The following days were unbearable. Adriana held the entire house hostage with the threat of her tears, ready to start at the first word uttered too harshly or too softly, no matter whether she was in the house, in the garden or visiting neighbours. She couldn’t stand noise. She couldn’t stand silence. At twilight, she felt despondent, when around six o’clock (it was March), the garden, viewed from her window, lost its familiar shape in the growing darkness. She was irritated by the glare of the morning light, raw and white like the flare of phosphorus that her science teacher had once lit on a sheet of blotting paper. The piercing sun which flooded the streets made her feel dizzy and sick.

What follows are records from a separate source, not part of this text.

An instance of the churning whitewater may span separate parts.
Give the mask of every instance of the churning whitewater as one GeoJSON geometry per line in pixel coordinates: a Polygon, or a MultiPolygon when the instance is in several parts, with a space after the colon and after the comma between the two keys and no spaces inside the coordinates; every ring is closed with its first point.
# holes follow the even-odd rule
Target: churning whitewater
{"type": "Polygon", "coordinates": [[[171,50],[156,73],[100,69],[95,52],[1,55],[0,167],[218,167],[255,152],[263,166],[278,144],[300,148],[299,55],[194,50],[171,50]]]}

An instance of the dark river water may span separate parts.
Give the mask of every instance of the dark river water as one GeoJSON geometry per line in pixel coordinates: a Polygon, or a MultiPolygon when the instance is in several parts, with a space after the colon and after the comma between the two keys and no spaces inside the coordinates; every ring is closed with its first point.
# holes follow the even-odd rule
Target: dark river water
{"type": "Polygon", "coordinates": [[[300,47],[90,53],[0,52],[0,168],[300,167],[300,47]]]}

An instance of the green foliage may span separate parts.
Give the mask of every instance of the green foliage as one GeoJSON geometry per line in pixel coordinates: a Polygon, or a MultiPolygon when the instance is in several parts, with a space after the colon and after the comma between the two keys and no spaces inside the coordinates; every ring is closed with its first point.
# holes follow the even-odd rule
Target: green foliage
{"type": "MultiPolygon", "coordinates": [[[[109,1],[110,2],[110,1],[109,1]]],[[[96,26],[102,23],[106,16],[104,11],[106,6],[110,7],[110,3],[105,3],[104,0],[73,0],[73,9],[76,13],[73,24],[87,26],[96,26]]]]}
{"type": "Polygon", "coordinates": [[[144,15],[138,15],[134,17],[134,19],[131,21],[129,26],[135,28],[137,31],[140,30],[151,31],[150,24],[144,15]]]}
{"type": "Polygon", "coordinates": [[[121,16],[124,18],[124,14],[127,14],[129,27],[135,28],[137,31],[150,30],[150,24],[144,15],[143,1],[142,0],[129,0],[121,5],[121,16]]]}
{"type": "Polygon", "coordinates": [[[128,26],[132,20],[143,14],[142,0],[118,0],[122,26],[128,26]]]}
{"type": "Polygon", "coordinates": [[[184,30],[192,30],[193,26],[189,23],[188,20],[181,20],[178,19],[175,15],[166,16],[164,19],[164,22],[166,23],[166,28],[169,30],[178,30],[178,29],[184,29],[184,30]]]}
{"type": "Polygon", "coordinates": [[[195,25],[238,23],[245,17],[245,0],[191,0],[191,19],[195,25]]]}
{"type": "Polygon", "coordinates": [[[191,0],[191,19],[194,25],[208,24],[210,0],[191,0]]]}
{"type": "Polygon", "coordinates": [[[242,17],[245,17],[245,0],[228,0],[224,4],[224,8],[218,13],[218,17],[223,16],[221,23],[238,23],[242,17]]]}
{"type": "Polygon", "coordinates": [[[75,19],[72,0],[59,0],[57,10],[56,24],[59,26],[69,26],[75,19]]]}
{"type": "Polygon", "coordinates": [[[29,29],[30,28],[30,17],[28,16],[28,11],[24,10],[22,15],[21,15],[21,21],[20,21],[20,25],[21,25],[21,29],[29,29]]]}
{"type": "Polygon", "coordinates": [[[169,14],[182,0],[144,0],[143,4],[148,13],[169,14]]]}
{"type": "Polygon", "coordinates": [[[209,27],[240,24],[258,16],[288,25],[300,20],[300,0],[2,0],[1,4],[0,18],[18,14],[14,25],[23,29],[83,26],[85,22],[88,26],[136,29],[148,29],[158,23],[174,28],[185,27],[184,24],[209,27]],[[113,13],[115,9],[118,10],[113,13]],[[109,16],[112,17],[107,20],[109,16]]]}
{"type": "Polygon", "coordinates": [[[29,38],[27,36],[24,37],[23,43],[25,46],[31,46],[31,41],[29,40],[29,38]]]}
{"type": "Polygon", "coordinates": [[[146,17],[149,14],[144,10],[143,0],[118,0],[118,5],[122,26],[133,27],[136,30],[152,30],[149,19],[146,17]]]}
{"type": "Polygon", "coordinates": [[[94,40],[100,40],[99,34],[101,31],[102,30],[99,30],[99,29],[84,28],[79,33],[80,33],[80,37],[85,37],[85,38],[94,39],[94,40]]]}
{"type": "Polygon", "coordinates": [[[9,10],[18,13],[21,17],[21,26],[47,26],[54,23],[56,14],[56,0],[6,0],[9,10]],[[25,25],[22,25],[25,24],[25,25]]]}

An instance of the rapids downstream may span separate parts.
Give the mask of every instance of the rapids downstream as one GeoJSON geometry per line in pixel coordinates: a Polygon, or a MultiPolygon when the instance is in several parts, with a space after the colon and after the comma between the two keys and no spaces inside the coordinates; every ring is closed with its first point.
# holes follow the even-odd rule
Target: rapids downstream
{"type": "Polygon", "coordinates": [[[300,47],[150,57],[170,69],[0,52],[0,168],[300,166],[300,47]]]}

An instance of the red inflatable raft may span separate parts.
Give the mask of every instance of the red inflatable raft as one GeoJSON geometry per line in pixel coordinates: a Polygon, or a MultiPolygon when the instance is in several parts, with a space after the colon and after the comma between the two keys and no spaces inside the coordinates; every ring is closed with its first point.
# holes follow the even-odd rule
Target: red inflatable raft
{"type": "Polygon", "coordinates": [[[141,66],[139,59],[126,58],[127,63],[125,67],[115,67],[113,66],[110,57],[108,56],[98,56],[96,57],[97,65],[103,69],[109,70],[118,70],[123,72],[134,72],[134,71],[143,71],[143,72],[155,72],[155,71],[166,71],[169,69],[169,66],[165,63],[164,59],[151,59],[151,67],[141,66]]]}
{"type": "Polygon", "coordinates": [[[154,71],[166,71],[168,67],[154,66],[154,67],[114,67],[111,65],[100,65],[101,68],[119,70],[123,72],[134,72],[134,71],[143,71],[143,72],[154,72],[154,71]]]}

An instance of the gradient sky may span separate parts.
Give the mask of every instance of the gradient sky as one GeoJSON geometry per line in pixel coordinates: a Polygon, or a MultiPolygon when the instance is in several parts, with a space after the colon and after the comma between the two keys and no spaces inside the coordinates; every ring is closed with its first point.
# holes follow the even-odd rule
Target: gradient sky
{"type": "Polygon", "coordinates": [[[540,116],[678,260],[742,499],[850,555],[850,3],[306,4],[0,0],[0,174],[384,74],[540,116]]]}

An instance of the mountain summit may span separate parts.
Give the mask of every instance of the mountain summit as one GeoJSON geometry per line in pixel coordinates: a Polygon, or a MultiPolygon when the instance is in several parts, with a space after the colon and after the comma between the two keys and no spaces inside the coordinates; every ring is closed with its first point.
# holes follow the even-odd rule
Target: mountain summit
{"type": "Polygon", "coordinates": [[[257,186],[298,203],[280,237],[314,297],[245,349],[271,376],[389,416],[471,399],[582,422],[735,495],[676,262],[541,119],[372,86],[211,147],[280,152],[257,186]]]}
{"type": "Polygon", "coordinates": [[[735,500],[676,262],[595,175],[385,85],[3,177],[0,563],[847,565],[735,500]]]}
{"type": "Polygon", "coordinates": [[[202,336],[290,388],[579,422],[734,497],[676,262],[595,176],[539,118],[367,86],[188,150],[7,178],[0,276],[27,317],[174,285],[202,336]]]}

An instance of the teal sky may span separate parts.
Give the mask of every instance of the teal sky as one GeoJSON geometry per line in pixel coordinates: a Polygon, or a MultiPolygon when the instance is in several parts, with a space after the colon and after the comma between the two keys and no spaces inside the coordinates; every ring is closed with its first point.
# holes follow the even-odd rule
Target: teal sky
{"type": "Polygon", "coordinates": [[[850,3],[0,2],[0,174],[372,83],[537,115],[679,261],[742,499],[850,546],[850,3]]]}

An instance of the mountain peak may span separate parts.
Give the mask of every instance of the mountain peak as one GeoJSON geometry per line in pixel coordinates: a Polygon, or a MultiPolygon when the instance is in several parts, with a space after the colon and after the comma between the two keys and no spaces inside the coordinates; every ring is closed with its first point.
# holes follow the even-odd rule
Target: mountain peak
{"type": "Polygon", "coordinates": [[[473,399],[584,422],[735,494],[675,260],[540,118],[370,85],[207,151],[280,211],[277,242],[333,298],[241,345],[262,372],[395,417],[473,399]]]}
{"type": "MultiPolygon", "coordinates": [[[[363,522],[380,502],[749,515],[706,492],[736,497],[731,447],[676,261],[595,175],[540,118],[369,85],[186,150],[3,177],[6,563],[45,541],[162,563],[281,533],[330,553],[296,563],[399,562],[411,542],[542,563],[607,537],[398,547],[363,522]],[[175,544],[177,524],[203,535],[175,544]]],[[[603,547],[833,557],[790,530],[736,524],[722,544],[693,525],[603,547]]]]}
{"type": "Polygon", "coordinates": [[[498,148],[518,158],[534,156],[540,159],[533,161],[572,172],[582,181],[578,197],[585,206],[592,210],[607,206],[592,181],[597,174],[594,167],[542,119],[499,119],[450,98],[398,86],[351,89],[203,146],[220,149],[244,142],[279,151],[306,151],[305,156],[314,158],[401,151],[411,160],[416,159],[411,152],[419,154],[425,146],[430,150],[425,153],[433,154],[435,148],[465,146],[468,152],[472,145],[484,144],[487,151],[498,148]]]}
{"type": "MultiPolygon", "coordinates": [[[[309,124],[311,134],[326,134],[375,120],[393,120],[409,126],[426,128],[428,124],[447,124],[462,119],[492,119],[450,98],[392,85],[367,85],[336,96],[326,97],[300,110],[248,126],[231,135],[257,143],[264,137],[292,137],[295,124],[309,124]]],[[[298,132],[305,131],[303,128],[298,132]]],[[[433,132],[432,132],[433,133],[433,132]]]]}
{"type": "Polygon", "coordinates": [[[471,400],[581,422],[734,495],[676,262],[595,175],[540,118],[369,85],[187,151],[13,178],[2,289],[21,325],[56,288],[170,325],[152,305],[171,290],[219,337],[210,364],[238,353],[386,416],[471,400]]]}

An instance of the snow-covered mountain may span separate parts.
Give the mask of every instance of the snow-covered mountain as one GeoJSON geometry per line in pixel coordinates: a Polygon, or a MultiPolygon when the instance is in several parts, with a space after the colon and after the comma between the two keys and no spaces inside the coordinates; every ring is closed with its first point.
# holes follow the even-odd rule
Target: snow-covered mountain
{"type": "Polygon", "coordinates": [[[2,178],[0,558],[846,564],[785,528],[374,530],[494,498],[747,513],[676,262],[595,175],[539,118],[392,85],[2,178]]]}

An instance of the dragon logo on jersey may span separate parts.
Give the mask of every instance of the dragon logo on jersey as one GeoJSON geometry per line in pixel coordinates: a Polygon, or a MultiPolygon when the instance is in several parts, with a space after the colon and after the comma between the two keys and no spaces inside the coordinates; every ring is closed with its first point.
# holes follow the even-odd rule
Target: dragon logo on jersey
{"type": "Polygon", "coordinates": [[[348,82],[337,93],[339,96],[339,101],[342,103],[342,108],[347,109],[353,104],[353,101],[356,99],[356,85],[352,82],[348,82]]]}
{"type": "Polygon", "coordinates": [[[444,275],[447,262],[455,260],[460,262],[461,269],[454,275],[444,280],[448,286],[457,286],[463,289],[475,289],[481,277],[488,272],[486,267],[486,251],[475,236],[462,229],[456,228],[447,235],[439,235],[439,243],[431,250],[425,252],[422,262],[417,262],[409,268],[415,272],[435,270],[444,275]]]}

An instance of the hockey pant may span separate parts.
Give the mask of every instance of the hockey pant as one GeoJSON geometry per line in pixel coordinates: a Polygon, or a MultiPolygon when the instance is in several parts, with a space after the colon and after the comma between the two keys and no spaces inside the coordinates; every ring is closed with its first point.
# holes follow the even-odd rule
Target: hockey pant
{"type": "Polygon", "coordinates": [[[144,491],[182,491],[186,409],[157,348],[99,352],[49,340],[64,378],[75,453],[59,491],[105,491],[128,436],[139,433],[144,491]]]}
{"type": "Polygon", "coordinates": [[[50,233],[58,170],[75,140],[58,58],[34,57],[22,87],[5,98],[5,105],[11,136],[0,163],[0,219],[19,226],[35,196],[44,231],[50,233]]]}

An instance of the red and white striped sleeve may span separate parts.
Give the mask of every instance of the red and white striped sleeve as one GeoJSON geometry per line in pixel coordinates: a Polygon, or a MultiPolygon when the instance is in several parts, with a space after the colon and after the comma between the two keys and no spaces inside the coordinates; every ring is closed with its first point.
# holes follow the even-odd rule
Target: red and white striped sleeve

Her cheeks looked sallow, almost the same colour as her eyes, which now had increasingly dark circles around them and sank almost to the corners of her lips, where sometimes a clouded smile flickered. She grew agitated, afraid of the slightest noise, horrified by her own voice, her breathing became quick and heavy as if after a great race. She’d glance around her, disorientated, stopping in mid-sentence, as if intently listening to a secret unfolding inside, and then speak again so quickly that it was impossible to tell whether she was apologizing for the interruption or evading an explanation. She would then move feverishly, swiftly, dropping one task and taking up another that she had forgotten the previous day, before forgetting it again two minutes later, feeling awkward and stupid, screaming with annoyance at everything, until, exhausted and ashamed by these petty miseries, she’d suddenly stop and burst into tears.
At those moments she thought she could feel her heart rending in two and her blood exploding in a silent, deadly flood. This thought filled her with pity: misunderstood, alone with this incurable illness, only fifteen years old, she knew herself fated to end her days like a flower shrivelling on the first hot summer night, imprisoned by the walls of this house, the city and its people − a poor, sad and neglected girl. And she sighed.
But one night the mystery of her strange illness was solved. She woke up from her restless sleep with a shiver. Adriana didn’t know what it was − had she touched the iron frame of the bed with her foot? Could this be the reason for this metallic coolness shifting now through her body, like a sheet of icy water?
She could feel this chill splintering inside her, melting in a muffled simmer of heat, and then that thread of ice becoming tangled in sweltering blood, until her whole being was consumed by that great, irresistible flame. She could feel herself slipping away, slowly. There was no resistance left in that body which now surrendered, undone.
She could feel her body stretching to its limits, the unfinished thighs, arms, cheeks, still soft as dough, yet underneath, something else, like a grub scratching weakly at its cocoon, struggling free.
She wanted to cry out. Not because she was afraid, but because her voice would have proved she was alive and by uttering a word she might have rescued herself from drowning in her body’s agony. She could have called out, searched for herself again. Yet she was silent. It was too much effort: it exhausted her. She allowed herself to slip back into that endless fatigue, resigned to her misfortune.
“What if I’m dying?”
A tear trembled in her eye. The thought appalled her. No, no, she shouldn’t die here, all alone, without anyone knowing, cursed by the oppressive night, her life ended by this unknowable ache, she couldn’t end her life without a cry, without a sigh, even.
She clenched her fists and pressed them roughly into her flesh. She could find herself now at last, limb by limb, she could rebuild her unfamiliar body with her touch. It took a desperate concentration to break through that weariness, to reclaim her numb flesh, to whip her paralysed limbs into life.
But something slackened her resolve, and her body sank again under its own weight. Another wave of exhaustion swelled somewhere in the blood. Something inside was trying to break apart. Her whole body was ringing with the tremor of wounded flesh. The girl tried one last time to resist it − then surrendered to the soft pillows, spread her legs and turned her head to the side, sighing with satisfaction and sadness.
She felt something warm on her thighs and remembered – distant, obscure – the taste of blood.